Transition in the spectral gap of the massless overlap Dirac operator coupled to abelian fields in three dimensions

TL;DR

This paper investigates the spectral gap behavior of the massless overlap Dirac operator in three dimensions coupled to abelian fields, revealing phase transitions and measure-dependent spectral properties.

Contribution

It provides new insights into the phase structure and spectral behavior of the Dirac operator with different measures, highlighting measure-dependent gap vanishing mechanisms.

Findings

Identifies strong coupling gapped and weak coupling gapless phases.

Shows Gaussian exponent governs gap vanishing with Maxwell and conformal measures.

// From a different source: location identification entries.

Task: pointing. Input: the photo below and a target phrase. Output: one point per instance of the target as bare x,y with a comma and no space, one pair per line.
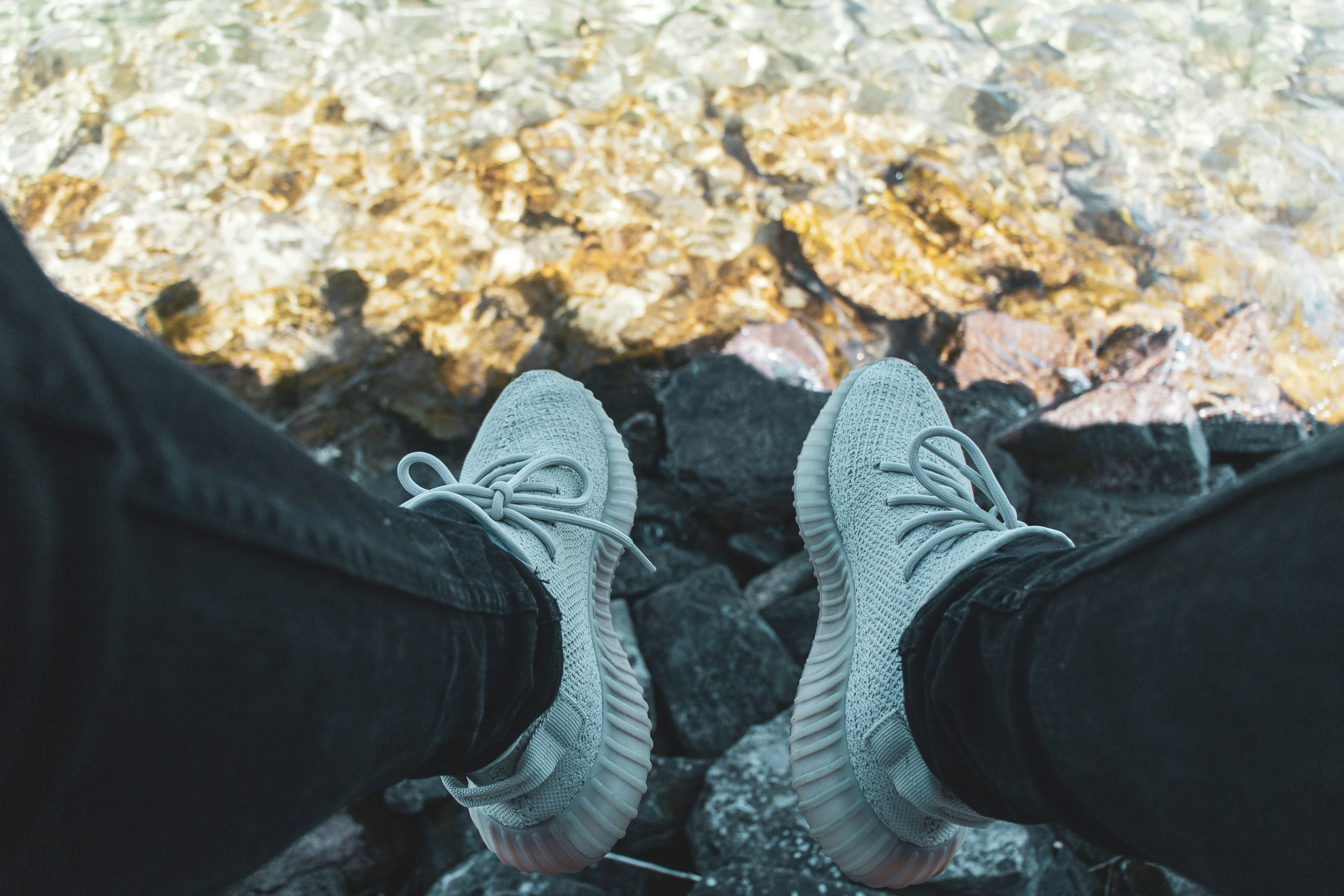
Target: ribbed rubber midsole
830,795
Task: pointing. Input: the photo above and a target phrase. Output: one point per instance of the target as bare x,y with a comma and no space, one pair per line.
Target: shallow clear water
527,183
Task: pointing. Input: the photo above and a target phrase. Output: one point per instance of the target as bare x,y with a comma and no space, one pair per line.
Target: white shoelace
502,493
945,492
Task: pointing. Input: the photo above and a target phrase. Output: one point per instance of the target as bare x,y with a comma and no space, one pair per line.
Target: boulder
747,828
484,875
1242,436
674,563
351,851
413,795
795,620
749,813
765,547
761,880
717,666
785,352
790,577
675,785
985,409
1118,439
999,860
1089,516
643,436
991,345
733,440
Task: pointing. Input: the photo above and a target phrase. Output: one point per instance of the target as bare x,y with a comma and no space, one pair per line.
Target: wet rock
1183,886
484,875
749,813
717,666
765,547
992,109
790,577
734,439
1135,354
675,785
992,345
674,563
1089,516
1118,439
1237,435
625,389
620,879
348,852
444,839
762,880
784,352
624,626
985,409
643,436
999,860
413,795
795,620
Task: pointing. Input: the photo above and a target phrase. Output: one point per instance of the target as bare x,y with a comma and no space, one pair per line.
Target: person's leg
208,643
1176,695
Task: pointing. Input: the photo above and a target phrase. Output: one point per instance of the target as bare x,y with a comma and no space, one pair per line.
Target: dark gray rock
484,875
795,620
762,880
993,109
675,785
765,547
747,825
354,849
749,813
325,882
1089,516
985,409
790,577
1118,439
625,389
1062,874
1183,886
733,440
674,563
1235,435
718,667
999,860
620,879
410,797
446,837
643,436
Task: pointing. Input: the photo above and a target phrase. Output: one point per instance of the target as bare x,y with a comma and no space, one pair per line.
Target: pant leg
209,644
1176,695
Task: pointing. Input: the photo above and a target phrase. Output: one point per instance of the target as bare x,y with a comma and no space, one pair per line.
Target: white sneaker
550,479
888,513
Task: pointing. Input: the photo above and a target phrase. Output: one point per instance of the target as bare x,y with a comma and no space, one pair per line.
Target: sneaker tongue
507,763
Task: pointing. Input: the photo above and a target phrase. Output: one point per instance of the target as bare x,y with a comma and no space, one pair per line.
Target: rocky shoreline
719,632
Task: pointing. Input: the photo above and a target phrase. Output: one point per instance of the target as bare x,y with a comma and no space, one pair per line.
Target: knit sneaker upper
896,567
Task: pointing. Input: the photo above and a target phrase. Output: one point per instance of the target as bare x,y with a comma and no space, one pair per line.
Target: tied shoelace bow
503,493
947,492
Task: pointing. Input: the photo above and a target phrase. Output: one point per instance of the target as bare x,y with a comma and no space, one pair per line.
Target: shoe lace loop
503,493
957,504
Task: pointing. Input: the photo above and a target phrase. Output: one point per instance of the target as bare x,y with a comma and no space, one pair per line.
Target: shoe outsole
600,813
830,795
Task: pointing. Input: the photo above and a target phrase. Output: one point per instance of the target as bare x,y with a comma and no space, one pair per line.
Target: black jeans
1176,695
209,644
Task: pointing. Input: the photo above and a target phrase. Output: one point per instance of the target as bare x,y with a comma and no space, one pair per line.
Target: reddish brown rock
991,345
1118,439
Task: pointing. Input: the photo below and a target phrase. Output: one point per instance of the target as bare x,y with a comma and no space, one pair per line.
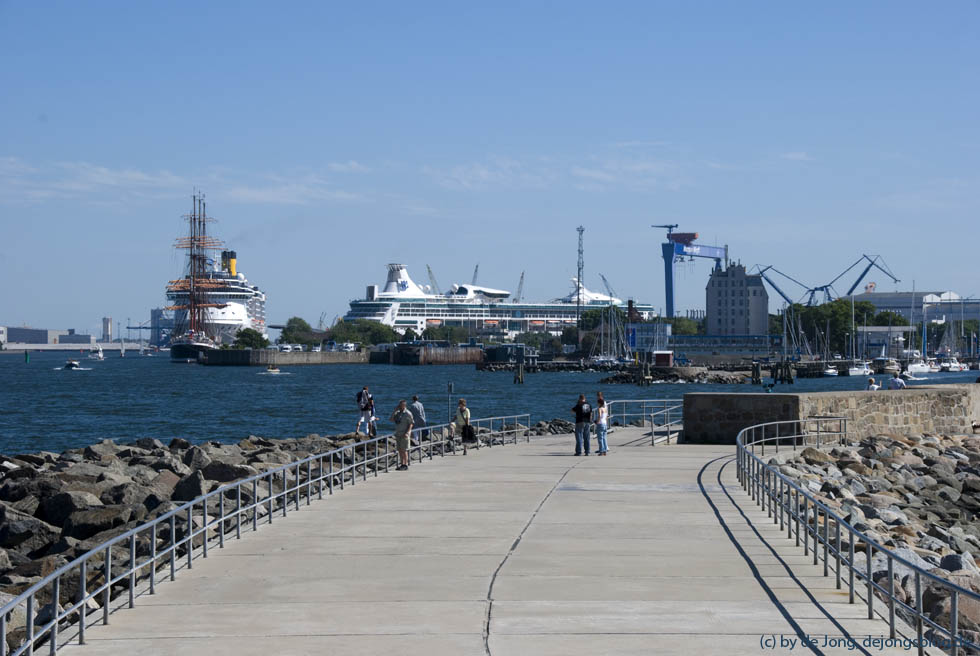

Finds non-Gaussian behavior in the compact Thirring measure.

Abstract

The low lying spectrum of the massless overlap Dirac operator coupled to abelian fields in three dimensions with three different measures are shown to exhibit two phases: a strong coupling gapped phase and a weak coupling gapless phase. The vanishing of the gap from the strong coupling side with a Maxwell and a conformal measure is governed by a Gaussian exponent. Contrary to this result, the vanishing of the gap from the strong coupling side with a compact Thirring measure is not consistent with a Gaussian exponent. The low lying spectrum with a non-compact Thirring measure does not exhibit a simple non-monotonic behavior as a function of the lattice size on the weak coupling side. Our combined analysis suggests exploring the possibility of a strongly coupled continuum theory starting from a compact lattice Thirring model where a compact U(1) gauge field with a single link action is coupled to even number of flavors of massless overlap Dirac fermions.